Download PDF  

April 6, 2017

The Honorable Tom Cole Chairman
Subcommittee on Labor, Health and Human Services, and Education
2358-B Rayburn House Office Building Washington, D.C. 20515
The Honorable Rosa DeLauro Ranking Member
Subcommittee on Labor, Health and Human Services, and Education
IO16 Longworth House Office Building
Washington, D.C. 20515


Dear Chairman Cole and Ranking Member DeLauro:

As the Labor, Health and Human Services, Education and Related Agencies Appropriations Subcommittee develops its Fiscal Year 2018 appropriations bill, we respectfully urge you to fund the Preschool Development Grant program at $350 million. We appreciate the Subcommittee’s commitment to this program as demonstrated though the Fiscal Year 2017 appropriations process and hope to build on its success in the coming fiscal year.

When the Preschool Development Grant program first began in 2013, 36 states applied and, due to the limited availability of funds, the Department of Education awarded only 18 states with four-year grants to either expand or improve high quality, full-day preschool programming.
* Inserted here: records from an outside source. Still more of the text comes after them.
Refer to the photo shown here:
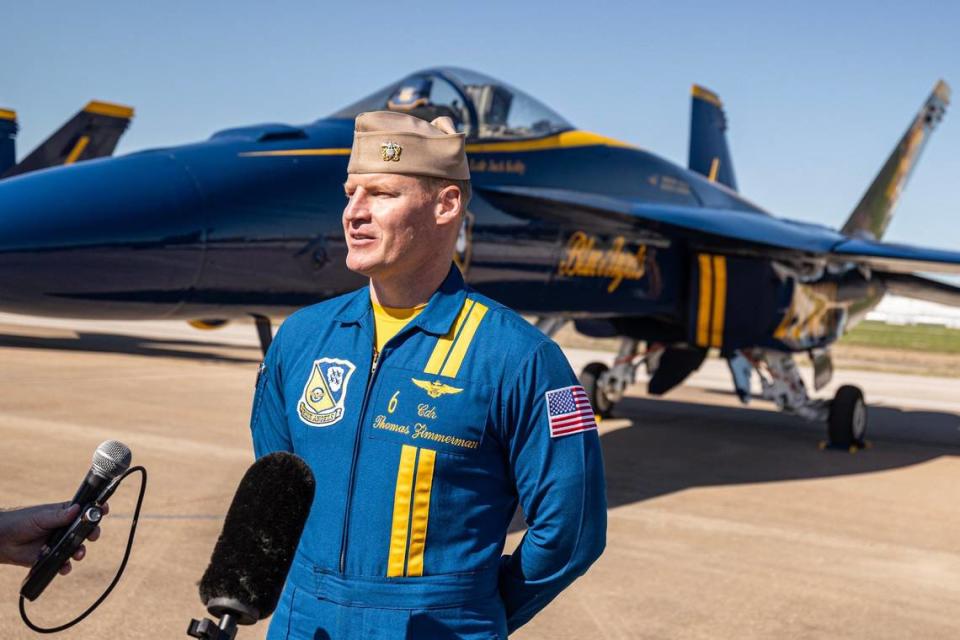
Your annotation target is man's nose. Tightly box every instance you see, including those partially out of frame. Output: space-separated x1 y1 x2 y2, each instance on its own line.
343 188 370 223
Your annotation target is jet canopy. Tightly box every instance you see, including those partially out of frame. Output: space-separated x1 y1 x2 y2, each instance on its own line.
330 67 573 140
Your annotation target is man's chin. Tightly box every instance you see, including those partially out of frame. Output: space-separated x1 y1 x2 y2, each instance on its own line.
346 256 381 278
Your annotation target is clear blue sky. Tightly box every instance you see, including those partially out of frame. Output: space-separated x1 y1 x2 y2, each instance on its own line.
0 0 960 249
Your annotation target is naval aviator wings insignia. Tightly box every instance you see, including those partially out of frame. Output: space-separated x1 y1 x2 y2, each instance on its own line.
410 378 463 398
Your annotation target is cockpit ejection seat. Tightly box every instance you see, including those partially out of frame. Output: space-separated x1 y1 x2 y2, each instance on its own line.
387 77 460 126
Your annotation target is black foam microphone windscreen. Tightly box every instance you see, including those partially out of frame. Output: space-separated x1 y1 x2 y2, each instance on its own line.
200 452 315 620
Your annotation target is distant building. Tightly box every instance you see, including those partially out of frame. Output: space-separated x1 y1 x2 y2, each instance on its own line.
867 296 960 329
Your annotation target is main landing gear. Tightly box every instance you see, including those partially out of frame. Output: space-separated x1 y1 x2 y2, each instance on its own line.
580 338 642 418
743 351 867 452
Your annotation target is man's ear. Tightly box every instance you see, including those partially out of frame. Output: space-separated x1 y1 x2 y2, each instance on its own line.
436 184 463 225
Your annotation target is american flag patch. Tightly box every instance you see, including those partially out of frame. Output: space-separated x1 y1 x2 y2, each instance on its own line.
547 385 597 438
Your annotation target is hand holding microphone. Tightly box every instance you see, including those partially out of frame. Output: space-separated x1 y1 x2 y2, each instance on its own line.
20 440 133 601
16 440 147 633
0 502 109 575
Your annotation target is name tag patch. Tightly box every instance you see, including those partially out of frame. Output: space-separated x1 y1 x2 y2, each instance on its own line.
368 368 491 454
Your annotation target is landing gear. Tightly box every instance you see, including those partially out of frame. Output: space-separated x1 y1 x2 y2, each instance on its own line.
253 315 273 357
580 338 640 418
580 362 615 418
743 350 867 451
827 384 867 449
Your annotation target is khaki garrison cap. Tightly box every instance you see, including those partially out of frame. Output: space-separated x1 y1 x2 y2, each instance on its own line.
347 111 470 180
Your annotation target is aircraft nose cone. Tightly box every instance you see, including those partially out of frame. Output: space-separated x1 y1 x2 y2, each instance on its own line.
0 151 203 318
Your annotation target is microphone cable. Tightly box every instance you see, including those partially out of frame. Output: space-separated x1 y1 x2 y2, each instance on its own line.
20 467 147 633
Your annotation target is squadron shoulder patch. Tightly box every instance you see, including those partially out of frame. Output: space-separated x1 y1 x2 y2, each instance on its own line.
297 358 356 427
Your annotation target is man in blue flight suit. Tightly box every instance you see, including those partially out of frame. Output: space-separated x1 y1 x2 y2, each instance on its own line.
251 112 606 640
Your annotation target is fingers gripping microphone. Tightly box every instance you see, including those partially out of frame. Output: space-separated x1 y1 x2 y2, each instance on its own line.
47 440 133 549
187 452 315 640
20 440 133 601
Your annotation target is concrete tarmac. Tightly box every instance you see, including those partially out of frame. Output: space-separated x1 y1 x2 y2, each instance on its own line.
0 315 960 640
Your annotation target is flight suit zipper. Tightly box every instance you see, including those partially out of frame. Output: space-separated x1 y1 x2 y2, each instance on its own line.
340 336 396 575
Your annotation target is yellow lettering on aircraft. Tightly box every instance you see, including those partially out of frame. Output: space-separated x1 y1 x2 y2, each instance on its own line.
557 231 647 293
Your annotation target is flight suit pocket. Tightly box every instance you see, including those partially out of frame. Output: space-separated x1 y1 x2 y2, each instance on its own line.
366 367 492 455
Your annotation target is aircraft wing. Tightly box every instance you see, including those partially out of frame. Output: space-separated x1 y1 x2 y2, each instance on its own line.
879 273 960 307
477 186 960 273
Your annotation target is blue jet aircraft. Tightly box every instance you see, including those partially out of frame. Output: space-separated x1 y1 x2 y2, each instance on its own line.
0 100 133 179
0 68 960 447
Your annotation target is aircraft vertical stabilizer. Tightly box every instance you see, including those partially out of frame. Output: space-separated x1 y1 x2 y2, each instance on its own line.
0 109 18 175
0 100 133 178
688 84 737 191
841 80 950 240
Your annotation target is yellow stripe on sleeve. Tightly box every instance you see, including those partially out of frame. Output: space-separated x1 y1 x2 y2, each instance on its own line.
387 444 417 578
423 298 475 375
407 449 437 576
440 302 487 378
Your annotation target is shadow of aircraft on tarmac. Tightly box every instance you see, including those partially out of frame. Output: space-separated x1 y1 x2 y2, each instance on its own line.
601 398 960 508
7 333 960 531
510 390 960 533
0 332 261 364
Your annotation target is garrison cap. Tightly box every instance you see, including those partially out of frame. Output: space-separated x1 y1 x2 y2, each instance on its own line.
347 111 470 180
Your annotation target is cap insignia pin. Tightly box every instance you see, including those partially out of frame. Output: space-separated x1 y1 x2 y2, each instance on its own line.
380 142 403 162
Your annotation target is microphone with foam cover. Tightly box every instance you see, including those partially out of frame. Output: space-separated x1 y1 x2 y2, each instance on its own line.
187 452 316 639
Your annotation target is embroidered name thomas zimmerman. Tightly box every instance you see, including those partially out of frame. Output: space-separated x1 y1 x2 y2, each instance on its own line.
373 414 480 449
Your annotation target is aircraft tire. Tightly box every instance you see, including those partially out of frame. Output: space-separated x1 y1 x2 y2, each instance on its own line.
827 384 867 447
580 362 613 418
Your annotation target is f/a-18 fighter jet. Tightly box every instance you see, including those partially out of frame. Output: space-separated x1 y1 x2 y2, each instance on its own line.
0 68 960 446
0 100 133 179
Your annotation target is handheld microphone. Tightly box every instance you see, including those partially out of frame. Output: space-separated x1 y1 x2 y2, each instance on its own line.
20 440 133 602
47 440 133 549
187 452 316 640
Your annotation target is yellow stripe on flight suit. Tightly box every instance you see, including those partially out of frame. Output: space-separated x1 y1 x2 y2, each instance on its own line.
407 449 437 576
387 444 417 578
387 298 488 578
697 253 727 348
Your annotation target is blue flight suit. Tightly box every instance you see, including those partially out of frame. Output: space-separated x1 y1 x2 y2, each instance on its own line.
251 267 606 640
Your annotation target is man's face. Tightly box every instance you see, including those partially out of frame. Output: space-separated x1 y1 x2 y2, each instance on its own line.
343 173 437 277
These competitive grants made it possible for states like Alabama, Hawaii, Louisiana, and Virginia to bolster preschool programs for children and bring high-quality programming to communities across the country that lacked such access. To date, the grants have served more than 130,000 children.

We were pleased that Congress authorized Preschool Development Grants in the Every Student Succeeds Act (ESSA) at $250 million per fiscal year (P.L. 114-95). The inclusion of Preschool Development Grants in ESSA builds upon the solid body of research that says high-quality preschool improves school readiness and long-term academic success of children by supporting their academic and social-emotional skills. Support for this grant is an important step to fostering a globally competitive 21st century workforce. Under ESSA, all states are now eligible to apply for a Preschool Development Grant. However, we urge you to provide funding above the authorized amount so every state that meets the grant’s requirements can receive adequate funding.

We respectfully request that the Subcommittee fund this program at $350 million to help states develop comprehensive early learning systems that will serve children in high-need communities across the country.